*Kuch. Kuch* Even snel een recensie van Dr. Microbe van White Goblin Games, Roberto Fraga en Delphine Lemonnier, voordat ik mijn bed weer in duik. Waarom snel? Nu, omdat dit nu eenmaal een snel spelletje is.
We kennen Dr. Eureka natuurlijk al, waar we gekleurde balletjes van reageerbuis naar reageerbuis aan het schenken waren. Nu is er dus Dr. Microbe. Collega van, vermoed ik.
In Dr. Microbe ligt er een petrischaal in het midden van de tafel met vier verschillende soorten microbes erin in drie verschillende kleuren. Rood. Groen. Blauw. Er zijn er genoeg van elke soort voor iedereen.
Iedere speler heeft een eigen petrischaaltje voor zich liggen en een plastieken pincet op hand. Het petrischaaltje bestaat uit vier vakken. Drie kleine vakken en een grote.
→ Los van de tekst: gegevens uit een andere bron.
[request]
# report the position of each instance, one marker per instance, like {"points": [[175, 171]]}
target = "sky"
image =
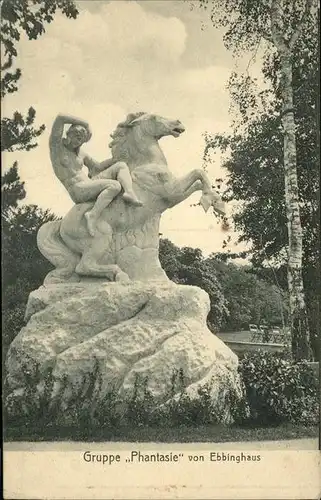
{"points": [[119, 57]]}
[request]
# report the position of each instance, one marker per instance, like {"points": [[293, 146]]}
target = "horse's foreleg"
{"points": [[182, 188], [179, 197]]}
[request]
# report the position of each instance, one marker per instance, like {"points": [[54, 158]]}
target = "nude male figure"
{"points": [[68, 166]]}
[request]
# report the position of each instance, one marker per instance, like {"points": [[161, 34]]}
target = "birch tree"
{"points": [[279, 24]]}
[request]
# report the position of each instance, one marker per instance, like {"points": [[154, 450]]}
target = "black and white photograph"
{"points": [[160, 249]]}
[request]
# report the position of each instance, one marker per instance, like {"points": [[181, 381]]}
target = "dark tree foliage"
{"points": [[23, 267], [29, 17], [254, 154]]}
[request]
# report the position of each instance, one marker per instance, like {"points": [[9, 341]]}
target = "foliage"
{"points": [[30, 18], [253, 152], [279, 390], [23, 266], [249, 298], [275, 391], [238, 297]]}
In elk van die vakjes moet uiteindelijk een microbe komen te liggen. De regel is eigenlijk dat in het grote vakje een microbe moet komen te liggen die qua vorm en kleur anders is dan de microbes in de kleinere vakjes.
Elke ronde wordt een kaart open gedraaid met hierop een petrischaal afgebeeld met al een paar microbes in een aantal van de vakjes, zoals hier linksboven. Een blauw vierkantig ding in het midden en een groen sliertje in het rechter vak.
Klaar voor de start? Af! Je moet nu zorgen, iedereen tegelijkertijd, met een pincet, dat elk vakje van jouw schaal wordt gevuld met microben met de regels van het plaatje en de regel hierboven in gedachte houdend.
Met zijn allen graai je in het gezamenlijke schaaltje en de speler die als eerste de juiste microben in het juiste vakje heeft mag de microbekaart pakken.
De eerste speler die vijf kaarten heeft is de winnaar van het spel.
Laten we beginnen met te zeggen dat ik vreselijk slecht ben in dit soort spellen. Dra-ma-tisch. Het logica gedeelte gaat me prima af, maar het snelheidsaspect is mij te veel. Chaos op tafel. Chaos in mijn hoofd.
Dat is ook gelijk het grote verschil met Dr. Eureka. In beide spellen krijg je een plaatje voor je met een logische puzzel. De gekleurde balletjes moeten in die-en-die volgorde of, in het geval van Dr. Microbe, bedenk zelf waar bepaalde microbes in moeten liggen in petrischaal.
Waar je in Dr. Eureka wel snel moet zijn, ben verder niet met andere spelers bezig. Je moet hier gewoon zorgen dat je een stabiele hand hebt en snel en slim de balletjes overgiet van reageerbuis naar reageerbuis.
Bij Dr. Microbe moet je ook nadenken, waar moet welke microbe?, moet je ook snel zijn, de eerste speler krijgt ook hier de kaart, maar als extraatje ben je ook met elkaar in gevecht om de microbes te pakken.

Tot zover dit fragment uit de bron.